Operating a cruise company is still proving to be a difficult proposition. Just ask Carnival Corp. The cruise operator, whose brands include Carnival Cruise Lines and Seabourn Cruises, reported a drop in second-quarter income versus a year prior: $206 million to $252 million.
"Our North America brands' revenue yields increased 3 percent in the second quarter while yields for our Europe, Australia and Asia brands were up slightly (constant dollars), having been affected by the geo-political events which unfolded in the Middle East and North Africa, as well as the earthquake and nuclear disaster in Japan," Chairman and CEO Micky Arison said. "The revenue yield improvement was more than offset by higher fuel prices which cost the company approximately $150 million."

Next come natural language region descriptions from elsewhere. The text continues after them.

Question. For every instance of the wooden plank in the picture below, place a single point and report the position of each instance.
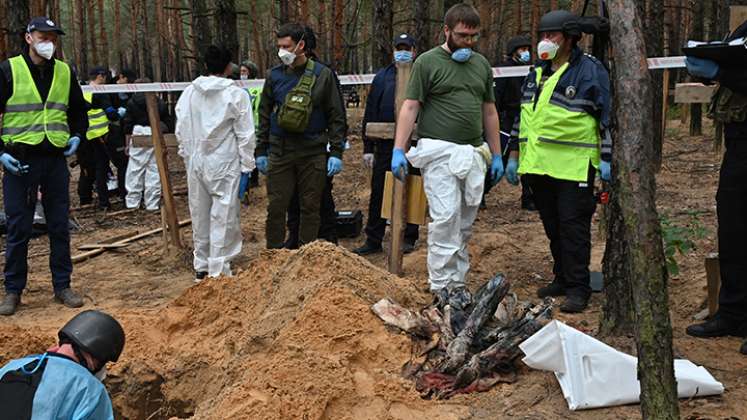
(417, 202)
(169, 204)
(146, 141)
(693, 93)
(664, 104)
(713, 279)
(137, 236)
(385, 131)
(737, 15)
(399, 195)
(85, 247)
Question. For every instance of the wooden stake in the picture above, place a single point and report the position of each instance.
(664, 104)
(159, 146)
(399, 194)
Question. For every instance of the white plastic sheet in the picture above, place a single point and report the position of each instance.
(593, 374)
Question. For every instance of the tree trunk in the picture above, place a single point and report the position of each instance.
(225, 19)
(382, 31)
(696, 110)
(17, 17)
(635, 190)
(422, 27)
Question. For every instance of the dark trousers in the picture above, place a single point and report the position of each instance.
(115, 147)
(327, 218)
(731, 207)
(93, 158)
(376, 225)
(288, 173)
(50, 174)
(566, 209)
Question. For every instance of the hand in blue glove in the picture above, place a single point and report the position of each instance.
(399, 164)
(512, 171)
(496, 169)
(12, 164)
(72, 146)
(605, 171)
(262, 165)
(244, 183)
(334, 166)
(699, 67)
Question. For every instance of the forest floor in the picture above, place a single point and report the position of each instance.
(292, 335)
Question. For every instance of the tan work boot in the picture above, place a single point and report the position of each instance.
(9, 304)
(69, 298)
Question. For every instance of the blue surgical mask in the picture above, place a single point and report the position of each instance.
(403, 56)
(461, 55)
(524, 56)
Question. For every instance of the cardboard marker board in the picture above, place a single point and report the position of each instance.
(417, 205)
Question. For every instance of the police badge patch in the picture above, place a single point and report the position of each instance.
(570, 92)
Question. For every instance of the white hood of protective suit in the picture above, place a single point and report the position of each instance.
(215, 126)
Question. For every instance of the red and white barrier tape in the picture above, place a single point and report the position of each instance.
(656, 63)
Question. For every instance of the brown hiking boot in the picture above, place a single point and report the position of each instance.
(68, 298)
(9, 304)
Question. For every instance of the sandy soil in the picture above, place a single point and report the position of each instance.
(292, 336)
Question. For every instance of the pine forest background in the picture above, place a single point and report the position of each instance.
(160, 39)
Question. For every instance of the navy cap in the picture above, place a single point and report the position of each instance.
(404, 39)
(43, 24)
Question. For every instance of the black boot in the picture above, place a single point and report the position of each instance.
(717, 327)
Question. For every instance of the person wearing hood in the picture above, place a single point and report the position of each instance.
(43, 122)
(66, 381)
(559, 142)
(142, 181)
(218, 152)
(508, 103)
(300, 113)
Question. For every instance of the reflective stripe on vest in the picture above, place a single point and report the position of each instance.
(29, 120)
(98, 124)
(557, 136)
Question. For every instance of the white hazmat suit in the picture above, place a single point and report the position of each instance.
(215, 131)
(453, 178)
(142, 179)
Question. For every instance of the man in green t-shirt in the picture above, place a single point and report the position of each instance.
(451, 94)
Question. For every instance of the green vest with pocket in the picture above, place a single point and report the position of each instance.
(27, 119)
(554, 140)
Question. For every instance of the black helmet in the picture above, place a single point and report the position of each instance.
(96, 333)
(560, 20)
(517, 42)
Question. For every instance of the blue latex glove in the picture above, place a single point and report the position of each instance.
(12, 164)
(699, 67)
(72, 146)
(244, 183)
(512, 171)
(496, 169)
(605, 171)
(399, 164)
(334, 166)
(262, 165)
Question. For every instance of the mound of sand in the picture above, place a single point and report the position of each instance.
(293, 336)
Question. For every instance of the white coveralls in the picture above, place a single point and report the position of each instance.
(215, 131)
(142, 174)
(453, 178)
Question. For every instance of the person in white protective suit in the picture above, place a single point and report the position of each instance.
(142, 180)
(215, 131)
(451, 93)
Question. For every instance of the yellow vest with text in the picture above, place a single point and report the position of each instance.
(98, 124)
(27, 119)
(556, 138)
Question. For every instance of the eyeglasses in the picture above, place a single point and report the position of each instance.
(467, 37)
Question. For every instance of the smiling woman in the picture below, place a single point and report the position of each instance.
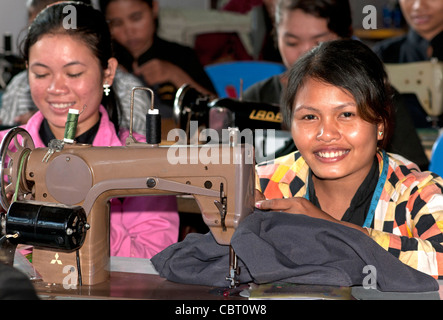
(69, 68)
(338, 106)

The cruise operator, however, is still expanding. The company took delivery of its 100th ship, Carnival Cruise Lines’ 3,690-passenger Carnival Magic, in late April. Two additional ships, AIDA Cruises’ 2,194-passenger AIDAsol and Seabourn’s 450-passenger Seabourn Quest were also delivered during the 2011 second quarter.
Looking forward through the end of 2011, Carnival says that while its advance bookings are at higher prices, its coupled with fewer occupanies versus last year. "For the last six weeks, booking volumes for the second half of 2011 are well ahead of the prior year for the North America brands, as well as, the Europe, Australia and Asia brands," Carnival said. "Pricing for the North America brands remains strong. Pricing for the Europe, Australia and Asia brands has been significantly affected by the prolonged conflict in the Middle East and North Africa regions and earthquake in Japan, which necessitated very close-in deployment changes for more than 300 cruises. The Southern Europe brands were particularly affected with over 40 percent of their deployments in these areas."
The impact of these events are expected to still drag down on the company, but its North America brands continue to do well. "Our North America brands continue to perform well, benefiting from the gradual economic recovery, with strong yield growth expected in the second half of the year," Arison said. "We expect lower yields for our Europe, Australia and Asia segment in the second half of 2011 as a result of the significant deployment changes in Europe. Despite the considerable challenges we have faced this year, the long-term fundamentals of our business remain sound."
Tim Conder, an analyst with Wells Fargo, seems to agree. "In our opinion, a solid quarter all things considered," he wrote, in an analyst report. He based it off constant dollar on-board spending progressing (a good immediate measure of consumers willingness to spend, he wrote), and "continued tight expense controls." His bottom line: "We would continue building positions in CCL absent a further spike in fuel."